The aforementioned proposal, which includes a reduction in companies' social security contributions from 24 percent to 18 percent (in order to reduce those companies' effective labor costs) – financed by an increase in employees' social security contributions from 11 percent to 18 percent – is, according to Lachman, "an attempt to effect an "internal devaluation" within Portugal's euro straitjacket."
And the public outrage against the government's social security proposal would suggest that it was "ill-advised from a political standpoint in a way that is all too reminiscent of Margaret Thatcher's poll tax in the United Kingdom in 1989, which cost her so dearly politically," he says.
"However, the more disturbing aspect of the proposal is that it makes very little economic sense, especially when Portugal is in a deep recession and the IMF-EU program is already forcing it to pursue a pro-cyclical fiscal policy….The last thing that Portugal needs right now is a further meaningful reduction of aggregate demand. Yet that is precisely what this social security proposal would do."
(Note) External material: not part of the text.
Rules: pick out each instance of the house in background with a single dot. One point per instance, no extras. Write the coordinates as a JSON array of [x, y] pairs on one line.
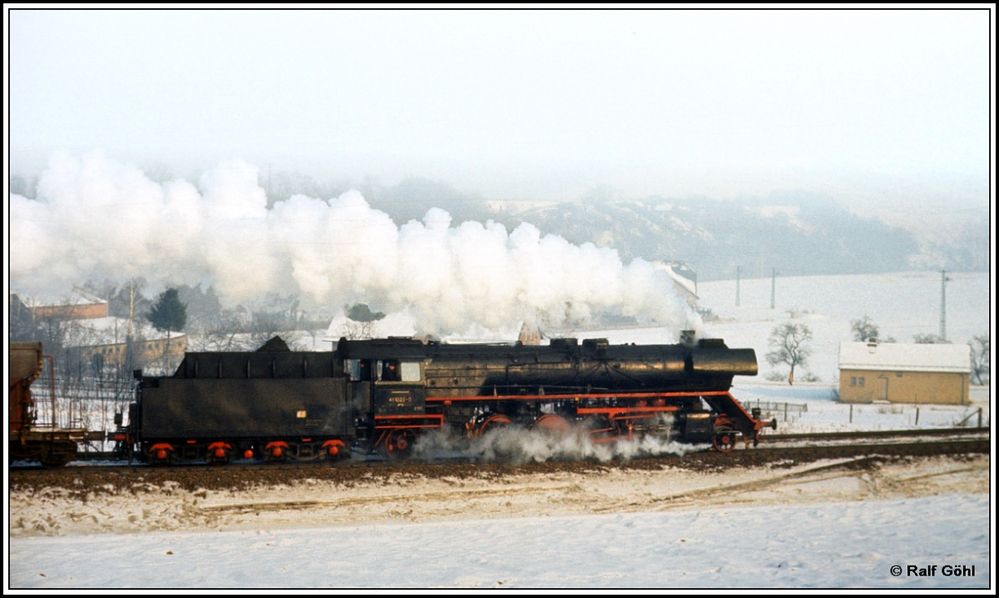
[[904, 373], [78, 305]]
"A hike of as much as 7 percentage points in employees' social security contributions will surely lead to an immediate substantial decline in household consumer spending. This would especially be the case considering how income-constrained most Portuguese households are."
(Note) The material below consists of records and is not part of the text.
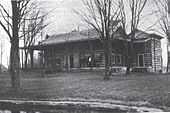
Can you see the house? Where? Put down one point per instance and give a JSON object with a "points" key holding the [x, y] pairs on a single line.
{"points": [[83, 50]]}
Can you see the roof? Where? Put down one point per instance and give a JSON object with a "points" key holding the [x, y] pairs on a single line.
{"points": [[73, 36], [77, 36]]}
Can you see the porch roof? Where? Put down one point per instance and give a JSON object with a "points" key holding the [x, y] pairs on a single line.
{"points": [[85, 35]]}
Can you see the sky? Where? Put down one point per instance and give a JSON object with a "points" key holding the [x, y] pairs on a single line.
{"points": [[62, 19]]}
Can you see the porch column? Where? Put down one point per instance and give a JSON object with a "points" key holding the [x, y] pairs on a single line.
{"points": [[76, 60]]}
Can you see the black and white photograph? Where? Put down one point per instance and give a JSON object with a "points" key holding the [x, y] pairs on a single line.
{"points": [[84, 56]]}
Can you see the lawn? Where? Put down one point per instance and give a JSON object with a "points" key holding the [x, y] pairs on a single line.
{"points": [[89, 85]]}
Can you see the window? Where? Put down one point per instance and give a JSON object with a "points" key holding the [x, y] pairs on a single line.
{"points": [[118, 59]]}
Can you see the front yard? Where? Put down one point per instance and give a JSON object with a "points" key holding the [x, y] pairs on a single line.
{"points": [[89, 85]]}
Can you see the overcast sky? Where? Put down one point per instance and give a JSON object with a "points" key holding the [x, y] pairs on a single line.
{"points": [[63, 19]]}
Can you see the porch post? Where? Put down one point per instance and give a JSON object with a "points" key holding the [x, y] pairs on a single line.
{"points": [[32, 58]]}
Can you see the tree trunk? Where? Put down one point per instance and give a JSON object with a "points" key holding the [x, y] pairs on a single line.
{"points": [[32, 58], [14, 53], [107, 53], [167, 68], [26, 59], [14, 65], [130, 55]]}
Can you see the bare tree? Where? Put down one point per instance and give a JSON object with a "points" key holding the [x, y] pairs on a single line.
{"points": [[132, 9], [33, 24], [162, 6], [11, 25], [103, 16]]}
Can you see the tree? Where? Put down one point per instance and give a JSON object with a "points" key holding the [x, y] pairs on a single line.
{"points": [[132, 9], [162, 6], [33, 24], [103, 16], [11, 25]]}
More important, says The Telegraph's Ambrose Evans-Pritchard, the Portuguese economy cannot recover under the policies currently in place.
"The government is asphyxiating the Portuguese economy for no useful purpose. It is pain without gain…..While mass default within EMU is theoretically possible, the country would do better to leave monetary union and restore global competitiveness at a stroke. There is nothing to be gained from dragging out the agony."
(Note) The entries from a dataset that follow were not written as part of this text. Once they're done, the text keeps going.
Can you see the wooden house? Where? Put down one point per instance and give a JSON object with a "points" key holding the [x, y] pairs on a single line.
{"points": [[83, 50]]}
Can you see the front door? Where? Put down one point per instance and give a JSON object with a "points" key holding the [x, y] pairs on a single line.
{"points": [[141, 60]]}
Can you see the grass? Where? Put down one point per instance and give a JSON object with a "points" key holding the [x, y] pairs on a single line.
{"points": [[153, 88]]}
The Portuguese government, for their part, have signalled that it is willing to reconsider its planned social security levy hikes after massive street protests against the fee rise.
According to Deutsche Welle, a German international broadcaster: "Portuguese Prime Minister Pedro Passos Coelho on Monday started talks with trade unions and employers' representatives on alternatives to a planned increase in social security fees that had met with vociferous protests over the past couple of days."
Lisbon, which still faces tough austerity measures to ensure it meets the terms of a 78 billion euro ($101 billion) bailout from the European Union and IMF last year, is still wary of pulling back on its commitment to fiscal consolidation.
"As long as Portugal maintains its level of fulfillment, we know that we will have the support of our external partners. If we do not, we put at risk our fulfillment, and these guarantee mechanisms will cease to exist," Pedro Passos Coelho said in televised remarks.